Thursday, October 4, 2007

BT Tries to Differentiate its Access

One way to differentiate what might otherwise be a fairly ordinary broadband access service is to extend access from a "one site" service to a "hundreds of thousands of sites" service.

And that's what BT hopes will happen as it capitalizes on an exclusive deal with Fon to create a huge new network of hotspots in the U.K., based on three million BT broadband access accounts. BT had been headed in that direction anyway with its Openzone program. The BT Fon effort accelerates the WiFi footprint within the U.K., and also offers connections abroad.

Greater density also makes possible more ubiquitous dual-mode mobile phone usage: which is part of why the Wi-Fi initiative made sense in the first place.

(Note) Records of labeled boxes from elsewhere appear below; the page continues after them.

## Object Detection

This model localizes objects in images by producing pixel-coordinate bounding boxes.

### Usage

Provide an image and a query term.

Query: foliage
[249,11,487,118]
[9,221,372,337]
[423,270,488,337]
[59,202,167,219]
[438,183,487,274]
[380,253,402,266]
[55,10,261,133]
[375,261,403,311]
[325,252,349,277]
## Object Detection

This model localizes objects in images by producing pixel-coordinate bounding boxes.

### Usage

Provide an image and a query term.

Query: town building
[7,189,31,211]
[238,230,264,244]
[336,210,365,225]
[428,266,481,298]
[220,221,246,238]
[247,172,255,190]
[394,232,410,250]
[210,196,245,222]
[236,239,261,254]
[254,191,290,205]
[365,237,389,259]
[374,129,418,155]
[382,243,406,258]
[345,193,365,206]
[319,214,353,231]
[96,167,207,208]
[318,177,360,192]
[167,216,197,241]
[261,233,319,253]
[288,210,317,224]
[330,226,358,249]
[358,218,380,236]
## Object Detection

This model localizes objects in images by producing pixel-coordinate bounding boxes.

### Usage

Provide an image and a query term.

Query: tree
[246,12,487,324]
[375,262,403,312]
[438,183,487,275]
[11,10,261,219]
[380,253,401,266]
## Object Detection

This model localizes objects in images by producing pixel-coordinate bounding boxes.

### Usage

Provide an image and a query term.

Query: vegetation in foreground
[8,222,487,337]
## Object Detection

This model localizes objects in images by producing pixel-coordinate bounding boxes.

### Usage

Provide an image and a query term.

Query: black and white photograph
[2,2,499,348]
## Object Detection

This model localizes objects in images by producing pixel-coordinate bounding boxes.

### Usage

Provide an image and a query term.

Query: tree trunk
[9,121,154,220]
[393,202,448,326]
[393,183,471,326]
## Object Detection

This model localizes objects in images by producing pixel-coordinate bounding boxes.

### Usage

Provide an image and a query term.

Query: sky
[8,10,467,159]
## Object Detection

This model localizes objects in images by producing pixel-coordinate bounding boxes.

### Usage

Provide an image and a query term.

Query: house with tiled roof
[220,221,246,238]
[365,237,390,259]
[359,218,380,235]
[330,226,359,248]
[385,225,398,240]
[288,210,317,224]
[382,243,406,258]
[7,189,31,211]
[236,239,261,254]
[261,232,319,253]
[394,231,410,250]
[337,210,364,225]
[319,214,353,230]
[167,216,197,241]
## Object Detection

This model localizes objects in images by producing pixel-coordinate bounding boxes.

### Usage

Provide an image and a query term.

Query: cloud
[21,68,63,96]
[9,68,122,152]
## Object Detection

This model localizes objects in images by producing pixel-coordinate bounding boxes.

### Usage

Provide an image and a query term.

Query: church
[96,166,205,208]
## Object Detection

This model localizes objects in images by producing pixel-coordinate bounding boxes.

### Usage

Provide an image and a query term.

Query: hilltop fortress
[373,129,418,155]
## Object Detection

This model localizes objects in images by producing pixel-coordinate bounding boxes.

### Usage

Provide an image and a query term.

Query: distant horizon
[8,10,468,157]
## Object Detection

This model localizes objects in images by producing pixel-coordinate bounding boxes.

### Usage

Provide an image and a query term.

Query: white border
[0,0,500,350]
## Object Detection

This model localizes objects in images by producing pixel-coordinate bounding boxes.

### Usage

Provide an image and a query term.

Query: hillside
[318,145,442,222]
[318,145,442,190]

Level 3 Attacks CDN Pricing

Level 3 Communications has been gearing up for a major assault on the content delivery networks business and appears ready to price such services at a rate that basically offers caching and downloading services for no more than the cost of buying IP transport. If, as expected, Level 3 prices content delivery at the same price as Ip transit, it could disrupt much of the market.

It isn't so much the disruption of profit margins: that already is happening as several dozen contestants now are slugging it out for some share of the growing market.

The bigger issue is how participants in the media, hosted applications and enterprise end user markets are able to change the way they do things if enhanced quality becomes an integral part of the IP transport they buy.

Level 3 hopes to have its streaming services ready by mid-November. At that point it will have a wider shot at disrupting the market for transport of real time services. Right now much of the market is focused on video content. But there are other real time applications and services that really would benefit from lower-priced and more capable delivery over networks that eliminate jitter and latency over the global wide area network.

Access networks on each end still are issues, but tail circuits also keep improving. As more applications move to "cloud-based" processing and storage, they will have to start having the "feel" of local desktop apps. CDNs will be part of that experience. And that's where the major impact will lie.